Strategie der Woche: Bewerbungsmappe prüfen
23. September 2008
In
der Praxis haben Personalmanager oft nur zehn Minuten Zeit, um die
Dokumente einer Bewerbungsmappe
zu prüfen. Neben Anschreiben und
Lebenslauf muss eine Vielzahl von beigefügten Zeugnissen, Referenzen
und ggf. Arbeitsproben gesichtet werden. Heinz Schuler, Professor für
Psychologie an der Universität Hohenheim und wissenschaftlicher Leiter
der S & F Personalpsychologie Managementberatung, gibt zu
diesem
Vorgehen folgende Hinweise:
- Form: Zunächst werden formale Aspekte überprüft. Die Bewerbung sollte akurat,
fehlerfrei und übersichtlich erstellt sein. Zu den vollständigen
Unterlagen gehören Anschreiben, Lebenslauf, die Schul-, Examens-,
Ausbildungszeugnisse mit Noten, Arbeitszeugnisse, ggf. Referenzen und
der vorab ausgefüllte Personalfragebogen. Nach dem Allgemeinen
Gleichbehandlungsgesetz (AGG) verzichten viele Unternehmen zunehmend
auf ein Lichtbild in den Bewerbungsunterlagen. Stil und Umfang der
Bewerbung sollten der zu besetzenden Position angemessen sein.
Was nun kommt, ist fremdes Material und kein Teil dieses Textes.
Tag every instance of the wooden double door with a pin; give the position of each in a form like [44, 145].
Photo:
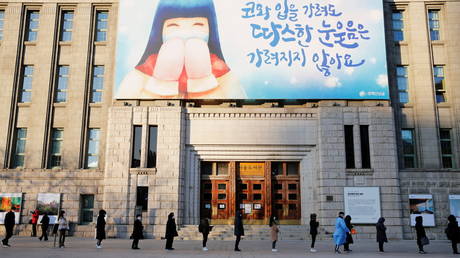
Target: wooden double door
[257, 197]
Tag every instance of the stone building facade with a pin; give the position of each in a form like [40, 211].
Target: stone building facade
[308, 133]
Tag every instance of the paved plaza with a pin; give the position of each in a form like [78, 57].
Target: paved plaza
[114, 248]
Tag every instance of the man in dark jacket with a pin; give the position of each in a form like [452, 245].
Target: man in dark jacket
[381, 233]
[9, 221]
[138, 229]
[346, 246]
[204, 229]
[421, 234]
[238, 230]
[453, 232]
[313, 231]
[171, 231]
[45, 221]
[34, 221]
[100, 228]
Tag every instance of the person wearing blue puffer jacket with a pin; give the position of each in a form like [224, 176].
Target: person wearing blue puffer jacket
[340, 234]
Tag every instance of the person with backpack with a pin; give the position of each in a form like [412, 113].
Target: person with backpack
[349, 239]
[9, 221]
[45, 221]
[204, 228]
[62, 228]
[340, 233]
[453, 233]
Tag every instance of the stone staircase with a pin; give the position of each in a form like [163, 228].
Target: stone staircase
[252, 232]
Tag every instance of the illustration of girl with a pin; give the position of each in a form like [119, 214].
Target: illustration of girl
[183, 58]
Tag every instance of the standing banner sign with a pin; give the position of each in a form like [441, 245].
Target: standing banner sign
[454, 203]
[7, 201]
[49, 203]
[362, 204]
[422, 205]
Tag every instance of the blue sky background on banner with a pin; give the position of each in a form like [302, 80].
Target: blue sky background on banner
[270, 81]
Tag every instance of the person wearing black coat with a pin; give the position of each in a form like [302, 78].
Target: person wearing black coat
[381, 233]
[9, 221]
[45, 221]
[313, 231]
[171, 231]
[137, 234]
[204, 229]
[453, 233]
[238, 230]
[420, 230]
[346, 246]
[100, 228]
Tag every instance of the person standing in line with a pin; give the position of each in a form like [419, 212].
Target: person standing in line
[9, 221]
[421, 234]
[171, 231]
[340, 234]
[45, 221]
[238, 229]
[34, 222]
[313, 231]
[138, 232]
[204, 229]
[62, 228]
[274, 232]
[100, 228]
[453, 233]
[381, 233]
[349, 240]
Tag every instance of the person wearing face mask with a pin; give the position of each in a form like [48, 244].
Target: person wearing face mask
[238, 229]
[171, 231]
[137, 234]
[183, 57]
[340, 233]
[100, 228]
[274, 230]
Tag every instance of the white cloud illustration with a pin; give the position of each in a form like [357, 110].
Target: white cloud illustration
[332, 82]
[382, 80]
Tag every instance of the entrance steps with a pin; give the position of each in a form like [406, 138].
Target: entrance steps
[251, 232]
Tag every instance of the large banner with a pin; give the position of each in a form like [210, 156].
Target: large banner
[362, 204]
[50, 204]
[422, 205]
[7, 201]
[243, 49]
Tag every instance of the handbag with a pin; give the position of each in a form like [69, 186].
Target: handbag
[424, 240]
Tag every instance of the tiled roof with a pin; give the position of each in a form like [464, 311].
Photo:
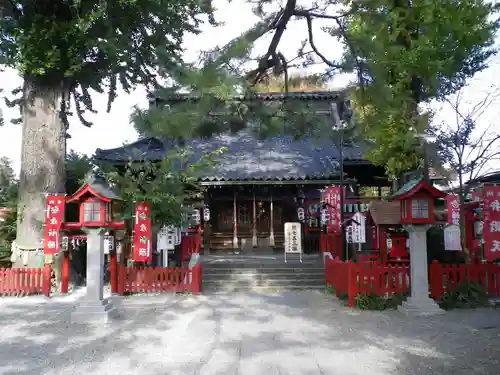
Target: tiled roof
[98, 183]
[264, 96]
[385, 213]
[247, 158]
[407, 187]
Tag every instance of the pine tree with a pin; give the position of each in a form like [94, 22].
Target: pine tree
[64, 50]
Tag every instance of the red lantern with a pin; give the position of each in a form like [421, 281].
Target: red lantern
[95, 200]
[417, 202]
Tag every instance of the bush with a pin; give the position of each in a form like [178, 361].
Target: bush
[379, 303]
[466, 295]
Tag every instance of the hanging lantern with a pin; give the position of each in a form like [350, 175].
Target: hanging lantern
[325, 216]
[300, 213]
[64, 243]
[206, 214]
[196, 217]
[109, 243]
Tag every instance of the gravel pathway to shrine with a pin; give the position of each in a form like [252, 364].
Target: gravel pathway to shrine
[304, 333]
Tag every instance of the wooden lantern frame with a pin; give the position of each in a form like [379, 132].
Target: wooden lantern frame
[420, 191]
[87, 194]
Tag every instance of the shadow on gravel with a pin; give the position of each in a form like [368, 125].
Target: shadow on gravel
[228, 334]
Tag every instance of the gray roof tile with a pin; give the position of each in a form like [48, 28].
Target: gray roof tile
[247, 158]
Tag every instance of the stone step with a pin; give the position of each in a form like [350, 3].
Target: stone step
[256, 276]
[256, 268]
[263, 271]
[269, 289]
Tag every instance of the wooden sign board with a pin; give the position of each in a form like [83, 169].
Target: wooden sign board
[293, 239]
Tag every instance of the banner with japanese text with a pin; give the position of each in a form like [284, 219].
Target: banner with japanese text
[143, 251]
[54, 217]
[491, 222]
[453, 207]
[332, 200]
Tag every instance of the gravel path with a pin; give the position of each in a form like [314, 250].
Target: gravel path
[304, 333]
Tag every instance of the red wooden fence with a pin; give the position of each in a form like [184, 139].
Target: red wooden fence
[25, 281]
[190, 244]
[367, 278]
[158, 280]
[445, 278]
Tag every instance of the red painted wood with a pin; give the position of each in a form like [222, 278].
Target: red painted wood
[24, 281]
[65, 273]
[158, 280]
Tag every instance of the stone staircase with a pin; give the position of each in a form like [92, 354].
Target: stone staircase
[270, 274]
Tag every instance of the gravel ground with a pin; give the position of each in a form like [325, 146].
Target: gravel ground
[302, 333]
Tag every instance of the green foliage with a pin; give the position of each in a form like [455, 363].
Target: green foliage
[407, 53]
[169, 185]
[466, 295]
[8, 183]
[79, 45]
[377, 302]
[222, 100]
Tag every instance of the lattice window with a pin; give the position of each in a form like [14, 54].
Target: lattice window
[420, 208]
[244, 216]
[91, 211]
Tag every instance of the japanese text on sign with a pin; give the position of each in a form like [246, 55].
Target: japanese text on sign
[53, 221]
[142, 233]
[491, 222]
[293, 238]
[453, 207]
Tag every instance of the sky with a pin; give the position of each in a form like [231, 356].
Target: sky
[113, 129]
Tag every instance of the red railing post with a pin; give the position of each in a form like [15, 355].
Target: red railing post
[352, 282]
[65, 273]
[46, 279]
[113, 274]
[196, 280]
[121, 279]
[436, 280]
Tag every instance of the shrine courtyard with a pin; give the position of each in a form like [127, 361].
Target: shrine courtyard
[303, 333]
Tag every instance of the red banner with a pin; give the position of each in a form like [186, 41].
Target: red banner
[54, 217]
[332, 199]
[453, 207]
[476, 196]
[491, 222]
[143, 251]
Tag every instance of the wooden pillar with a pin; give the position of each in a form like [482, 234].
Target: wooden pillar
[271, 218]
[254, 221]
[235, 222]
[113, 270]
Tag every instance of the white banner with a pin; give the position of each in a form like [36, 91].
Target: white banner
[293, 238]
[452, 241]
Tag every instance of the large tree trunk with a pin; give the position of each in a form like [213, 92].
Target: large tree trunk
[42, 166]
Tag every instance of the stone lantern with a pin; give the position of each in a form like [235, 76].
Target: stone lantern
[95, 199]
[417, 215]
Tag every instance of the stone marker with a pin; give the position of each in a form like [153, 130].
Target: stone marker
[94, 308]
[419, 302]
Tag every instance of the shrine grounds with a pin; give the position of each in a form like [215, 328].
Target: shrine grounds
[306, 333]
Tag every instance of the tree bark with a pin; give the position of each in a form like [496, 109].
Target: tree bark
[42, 164]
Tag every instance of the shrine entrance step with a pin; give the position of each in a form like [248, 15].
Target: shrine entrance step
[261, 273]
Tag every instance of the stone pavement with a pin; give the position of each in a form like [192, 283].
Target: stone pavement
[304, 333]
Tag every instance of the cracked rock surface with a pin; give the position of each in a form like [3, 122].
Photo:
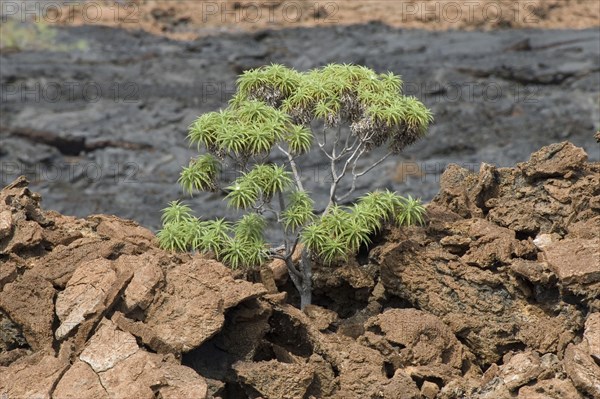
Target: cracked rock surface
[495, 296]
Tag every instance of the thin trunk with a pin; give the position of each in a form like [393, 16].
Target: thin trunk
[306, 289]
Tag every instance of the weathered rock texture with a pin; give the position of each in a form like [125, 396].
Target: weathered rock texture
[496, 296]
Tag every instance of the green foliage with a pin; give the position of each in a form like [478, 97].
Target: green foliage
[200, 175]
[299, 211]
[272, 109]
[341, 232]
[176, 212]
[250, 227]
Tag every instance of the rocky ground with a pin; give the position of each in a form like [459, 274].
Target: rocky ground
[192, 19]
[496, 296]
[96, 117]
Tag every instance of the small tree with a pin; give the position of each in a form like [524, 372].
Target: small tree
[272, 110]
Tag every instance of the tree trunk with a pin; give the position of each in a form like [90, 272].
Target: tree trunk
[306, 288]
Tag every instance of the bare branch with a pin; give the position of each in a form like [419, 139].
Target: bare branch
[297, 176]
[355, 175]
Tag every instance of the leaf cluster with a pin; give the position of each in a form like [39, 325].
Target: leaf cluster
[262, 182]
[341, 232]
[239, 245]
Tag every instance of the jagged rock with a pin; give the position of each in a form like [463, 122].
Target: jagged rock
[592, 334]
[28, 301]
[33, 376]
[126, 371]
[429, 390]
[479, 305]
[6, 223]
[520, 370]
[108, 347]
[80, 381]
[535, 272]
[554, 160]
[273, 379]
[550, 389]
[582, 369]
[147, 276]
[323, 318]
[205, 289]
[425, 338]
[575, 261]
[122, 230]
[86, 289]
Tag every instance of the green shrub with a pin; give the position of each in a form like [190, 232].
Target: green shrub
[272, 110]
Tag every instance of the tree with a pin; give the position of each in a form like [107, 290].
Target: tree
[274, 109]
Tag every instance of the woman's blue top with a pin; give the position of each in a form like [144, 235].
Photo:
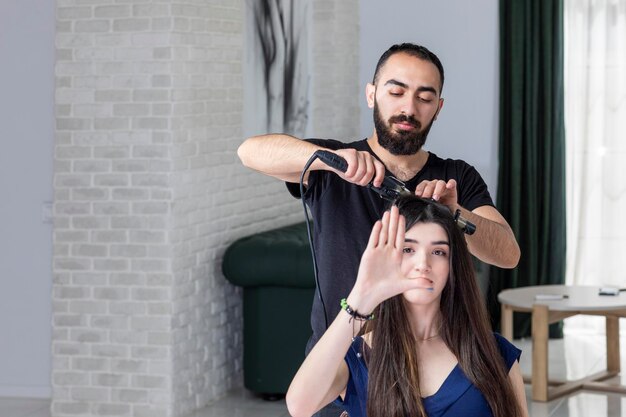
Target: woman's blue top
[457, 396]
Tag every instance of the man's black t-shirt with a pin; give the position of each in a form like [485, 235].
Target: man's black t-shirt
[343, 216]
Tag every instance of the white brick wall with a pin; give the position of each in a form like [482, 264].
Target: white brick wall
[149, 193]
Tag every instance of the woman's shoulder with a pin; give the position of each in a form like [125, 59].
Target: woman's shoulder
[509, 351]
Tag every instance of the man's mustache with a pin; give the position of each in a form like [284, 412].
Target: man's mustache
[403, 118]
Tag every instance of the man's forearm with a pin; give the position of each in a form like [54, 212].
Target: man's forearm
[280, 156]
[494, 241]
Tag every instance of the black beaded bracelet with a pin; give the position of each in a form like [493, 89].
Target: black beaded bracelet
[355, 314]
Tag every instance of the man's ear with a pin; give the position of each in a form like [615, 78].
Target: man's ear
[439, 108]
[370, 95]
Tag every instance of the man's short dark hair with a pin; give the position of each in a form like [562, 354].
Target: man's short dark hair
[417, 51]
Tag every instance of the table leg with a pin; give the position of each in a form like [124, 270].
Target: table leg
[612, 344]
[540, 352]
[506, 322]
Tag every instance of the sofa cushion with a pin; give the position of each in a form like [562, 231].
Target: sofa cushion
[278, 257]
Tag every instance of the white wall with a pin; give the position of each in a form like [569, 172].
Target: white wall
[464, 35]
[26, 134]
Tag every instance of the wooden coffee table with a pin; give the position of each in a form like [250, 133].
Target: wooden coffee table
[580, 300]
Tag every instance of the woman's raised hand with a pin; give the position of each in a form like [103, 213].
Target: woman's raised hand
[380, 274]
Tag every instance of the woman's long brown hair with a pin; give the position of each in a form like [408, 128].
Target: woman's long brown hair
[394, 385]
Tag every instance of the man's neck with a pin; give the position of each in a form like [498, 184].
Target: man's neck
[403, 167]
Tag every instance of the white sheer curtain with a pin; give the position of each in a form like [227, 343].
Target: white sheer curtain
[595, 123]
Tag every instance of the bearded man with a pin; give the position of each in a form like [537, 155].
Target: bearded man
[405, 95]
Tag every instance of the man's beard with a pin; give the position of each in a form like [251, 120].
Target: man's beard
[402, 142]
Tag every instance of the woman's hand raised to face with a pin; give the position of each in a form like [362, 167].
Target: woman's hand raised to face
[380, 276]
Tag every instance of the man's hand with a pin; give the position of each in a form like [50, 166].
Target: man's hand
[439, 190]
[363, 167]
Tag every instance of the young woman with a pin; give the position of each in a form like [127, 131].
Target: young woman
[426, 348]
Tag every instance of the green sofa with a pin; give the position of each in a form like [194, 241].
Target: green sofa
[276, 272]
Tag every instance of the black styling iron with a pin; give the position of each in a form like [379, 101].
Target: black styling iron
[390, 189]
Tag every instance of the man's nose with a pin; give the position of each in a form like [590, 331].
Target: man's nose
[408, 106]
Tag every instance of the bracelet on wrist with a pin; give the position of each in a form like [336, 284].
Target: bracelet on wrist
[353, 313]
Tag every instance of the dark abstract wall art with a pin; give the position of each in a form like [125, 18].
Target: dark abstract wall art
[276, 70]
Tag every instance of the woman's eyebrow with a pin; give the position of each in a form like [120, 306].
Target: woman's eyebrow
[436, 242]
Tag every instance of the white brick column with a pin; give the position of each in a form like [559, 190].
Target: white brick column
[148, 195]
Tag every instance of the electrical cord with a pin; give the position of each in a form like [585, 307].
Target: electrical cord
[310, 235]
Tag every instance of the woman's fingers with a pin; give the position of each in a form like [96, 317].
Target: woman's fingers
[384, 231]
[399, 238]
[375, 235]
[393, 225]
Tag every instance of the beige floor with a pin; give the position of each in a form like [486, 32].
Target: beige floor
[572, 357]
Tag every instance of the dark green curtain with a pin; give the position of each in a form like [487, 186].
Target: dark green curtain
[531, 177]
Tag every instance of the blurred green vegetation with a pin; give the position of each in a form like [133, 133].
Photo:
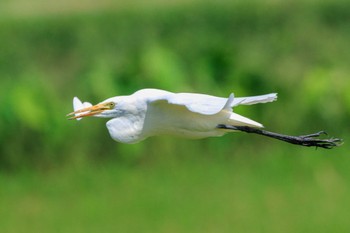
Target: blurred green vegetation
[67, 176]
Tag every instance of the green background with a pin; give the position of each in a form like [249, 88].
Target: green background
[67, 176]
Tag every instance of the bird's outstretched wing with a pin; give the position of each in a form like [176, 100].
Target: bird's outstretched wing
[77, 105]
[210, 105]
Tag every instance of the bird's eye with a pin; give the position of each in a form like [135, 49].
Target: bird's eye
[111, 104]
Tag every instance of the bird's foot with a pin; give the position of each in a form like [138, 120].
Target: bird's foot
[311, 140]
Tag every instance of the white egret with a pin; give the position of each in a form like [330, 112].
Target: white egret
[150, 112]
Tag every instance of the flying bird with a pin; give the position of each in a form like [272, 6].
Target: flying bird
[150, 112]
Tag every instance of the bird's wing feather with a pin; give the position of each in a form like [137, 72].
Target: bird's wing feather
[210, 105]
[254, 99]
[199, 103]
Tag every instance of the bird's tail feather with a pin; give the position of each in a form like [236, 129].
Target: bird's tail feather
[238, 120]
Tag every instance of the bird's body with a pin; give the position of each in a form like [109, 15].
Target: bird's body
[150, 112]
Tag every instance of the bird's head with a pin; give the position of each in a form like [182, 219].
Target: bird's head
[104, 109]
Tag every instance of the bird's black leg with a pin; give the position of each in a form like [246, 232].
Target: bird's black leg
[305, 140]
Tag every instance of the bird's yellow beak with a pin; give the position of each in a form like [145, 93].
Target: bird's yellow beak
[90, 111]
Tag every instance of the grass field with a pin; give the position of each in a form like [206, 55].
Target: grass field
[67, 176]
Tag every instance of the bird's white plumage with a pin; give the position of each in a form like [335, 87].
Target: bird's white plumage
[150, 112]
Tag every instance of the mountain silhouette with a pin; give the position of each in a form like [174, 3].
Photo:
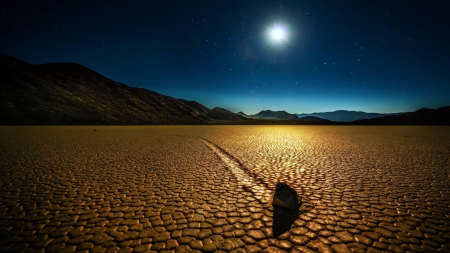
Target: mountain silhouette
[424, 116]
[345, 116]
[69, 93]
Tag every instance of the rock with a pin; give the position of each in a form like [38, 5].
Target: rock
[286, 204]
[286, 198]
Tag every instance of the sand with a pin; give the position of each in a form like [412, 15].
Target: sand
[208, 188]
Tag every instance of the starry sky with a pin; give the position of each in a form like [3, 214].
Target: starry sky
[374, 56]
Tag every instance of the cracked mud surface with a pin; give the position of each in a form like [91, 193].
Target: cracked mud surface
[165, 189]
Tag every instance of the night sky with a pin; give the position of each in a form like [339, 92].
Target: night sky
[374, 56]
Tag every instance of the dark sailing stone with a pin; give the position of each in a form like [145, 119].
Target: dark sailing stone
[286, 198]
[286, 204]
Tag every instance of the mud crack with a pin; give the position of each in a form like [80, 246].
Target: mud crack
[247, 179]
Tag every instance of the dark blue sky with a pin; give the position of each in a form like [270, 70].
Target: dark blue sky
[376, 56]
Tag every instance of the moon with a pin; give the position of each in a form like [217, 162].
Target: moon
[277, 34]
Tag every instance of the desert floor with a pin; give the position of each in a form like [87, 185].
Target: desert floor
[208, 188]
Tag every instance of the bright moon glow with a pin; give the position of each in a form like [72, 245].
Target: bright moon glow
[277, 34]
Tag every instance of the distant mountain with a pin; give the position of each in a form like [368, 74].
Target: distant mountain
[279, 115]
[69, 93]
[242, 114]
[313, 119]
[345, 116]
[424, 116]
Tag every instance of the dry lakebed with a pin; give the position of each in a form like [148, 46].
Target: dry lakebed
[210, 188]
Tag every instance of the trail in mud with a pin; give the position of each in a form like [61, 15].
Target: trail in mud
[248, 180]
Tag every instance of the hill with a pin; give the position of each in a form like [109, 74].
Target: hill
[345, 116]
[69, 93]
[424, 116]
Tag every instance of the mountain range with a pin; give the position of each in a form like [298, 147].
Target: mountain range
[281, 115]
[69, 93]
[345, 116]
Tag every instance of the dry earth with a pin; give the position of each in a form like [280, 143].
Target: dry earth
[206, 188]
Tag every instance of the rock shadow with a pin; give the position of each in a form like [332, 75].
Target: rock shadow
[286, 204]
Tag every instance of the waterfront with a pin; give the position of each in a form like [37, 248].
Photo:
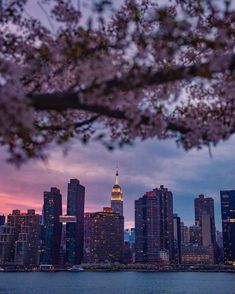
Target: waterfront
[116, 283]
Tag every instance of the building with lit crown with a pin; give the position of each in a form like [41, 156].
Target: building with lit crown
[228, 225]
[52, 227]
[75, 230]
[117, 197]
[106, 240]
[154, 226]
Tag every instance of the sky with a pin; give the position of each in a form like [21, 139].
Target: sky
[142, 167]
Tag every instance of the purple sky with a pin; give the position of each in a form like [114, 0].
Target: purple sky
[142, 167]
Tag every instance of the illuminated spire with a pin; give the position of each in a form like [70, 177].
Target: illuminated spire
[116, 178]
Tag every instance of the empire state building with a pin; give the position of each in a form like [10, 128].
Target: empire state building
[117, 197]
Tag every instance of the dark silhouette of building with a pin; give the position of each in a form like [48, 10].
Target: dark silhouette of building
[87, 236]
[107, 236]
[117, 197]
[205, 205]
[154, 226]
[2, 220]
[177, 239]
[19, 239]
[75, 231]
[193, 254]
[27, 245]
[205, 218]
[195, 235]
[228, 225]
[52, 210]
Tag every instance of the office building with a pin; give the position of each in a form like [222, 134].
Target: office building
[19, 240]
[177, 239]
[117, 197]
[228, 225]
[52, 210]
[107, 236]
[75, 230]
[154, 226]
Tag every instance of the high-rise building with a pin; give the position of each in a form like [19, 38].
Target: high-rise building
[20, 238]
[195, 235]
[75, 231]
[107, 236]
[52, 210]
[27, 245]
[117, 196]
[205, 205]
[184, 234]
[177, 239]
[154, 226]
[87, 237]
[205, 218]
[2, 220]
[228, 225]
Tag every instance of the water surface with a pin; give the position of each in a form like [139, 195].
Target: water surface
[116, 283]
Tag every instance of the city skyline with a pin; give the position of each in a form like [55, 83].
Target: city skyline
[141, 168]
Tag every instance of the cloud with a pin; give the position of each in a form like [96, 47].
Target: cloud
[142, 167]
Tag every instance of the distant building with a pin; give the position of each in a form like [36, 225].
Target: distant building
[19, 240]
[129, 246]
[2, 220]
[228, 225]
[27, 245]
[196, 255]
[87, 237]
[75, 230]
[52, 210]
[107, 236]
[195, 235]
[117, 197]
[205, 206]
[185, 237]
[177, 239]
[154, 225]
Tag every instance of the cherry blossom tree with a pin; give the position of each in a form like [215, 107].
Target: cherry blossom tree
[148, 70]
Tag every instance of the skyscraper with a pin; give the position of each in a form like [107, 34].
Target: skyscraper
[177, 239]
[26, 247]
[205, 218]
[154, 226]
[228, 225]
[205, 206]
[2, 220]
[52, 209]
[107, 236]
[19, 239]
[75, 231]
[117, 196]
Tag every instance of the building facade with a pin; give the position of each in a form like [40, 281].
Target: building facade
[117, 197]
[154, 226]
[107, 236]
[75, 231]
[177, 239]
[52, 210]
[228, 225]
[19, 240]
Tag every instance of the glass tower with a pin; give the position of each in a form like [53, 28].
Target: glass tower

- Anschreiben und Lebenslauf: Beides
darf in einer Bewerbung nicht fehlen. Das Anschreiben sollte knapp und
ansprechend formuliert sein. Der Lebenslauf muss in tabellarischer Form
vorliegen. Dieser sollte danach geprüft werden, ob daraus die
erwünschten zentralen Eigenschaften des Bewerbers hervorgehen und ob
der Bewerber Tätigkeiten vorweisen kann, die auch später am
Arbeitsplatz verlangt werden.
- Ausbildung und Spezialkenntnisse: Der Ausbildungsverlauf wird durch die Zeugnisse dokumentiert. Schul-,
Studienabschlusszeugnisse und Zeugnisse der Berufsausbildung geben das
Niveau des Ausbildungserfolgs wieder. Auslandsaufenthalte werden hier
ebenso überprüft wie geeignete Praktika. Spezialkenntnisse, wie
Sprachen, EDV-Kenntnisse und Lehrgänge werden anhand von Zertifikaten
überprüft.
- Plausibilität: Der
Lebenslauf wird hinsichtlich Plausibilität durchgegangen. Er sollte
lückenlos sein und die angegebenen Zeiten sollten mit den Belegen
übereinstimmen. Zudem müssen die durchlaufenen Positionen des Bewerbers
einer Entwicklungslogik folgen und die Arbeitgeberwechsel
nachvollziehbar sein.
- Leistung: Schulnoten eignen sich zur Prognose weiterer Ausbildungsleistungen
besonders gut (eine Validität von r=.41 für die Studienleistung).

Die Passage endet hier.